Rally Sweden 2017 - Szwecja zrehabilitowała Paddona
Hayden Paddon przyznał na łamach Autosportu, że dotarcie do mety Rajdu Szwecji było dla niego niezwykle ważne po wydarzeniach, które miały miejsce na trasach Rajdu Monte Carlo. W wypadku z udziałem Nowozelandczyka zginął jeden z kibiców.
- To był jeden z najtrudniejszych startów w Rajdzie Szwecji. Dojechanie do mety i zdobycie kilku punktów jest ważniejsze niż ktokolwiek mógłby o tym myśleć. Jadąc na rajd, wiedziałem, że będzie ciężko. Jednak nasze przygotowania i testy wypadły bardzo dobrze i próbowaliśmy wydobyć wydajność, którą zaprezentowaliśmy w zeszłym roku. Nadzieje te rozwiały się na odcinku testowym. Czułem się obco i nienaturalnie - mówił Paddon.

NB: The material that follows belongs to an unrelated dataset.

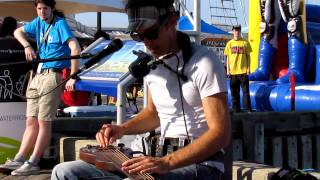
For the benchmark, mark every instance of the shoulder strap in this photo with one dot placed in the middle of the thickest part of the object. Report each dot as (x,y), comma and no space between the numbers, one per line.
(45,37)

Kierowca Hyundaia wraz z trwaniem rajdu zmieniał ustawienia i poprawiał się z odcinka na odcinek. O lepszy wynik nie pozwoliła walczyć awaria układu kierowniczego w sobotni poranek.
- Mentalnie czułem się dużo lepiej niż w piątek po południu. Mieliśmy wiele rzeczy, na które nie mieliśmy wpływu, ale z punktu widzenia psychicznego czuję się spokojniejszy i normalniej. To coś, czego potrzebujemy do końca roku - dodał.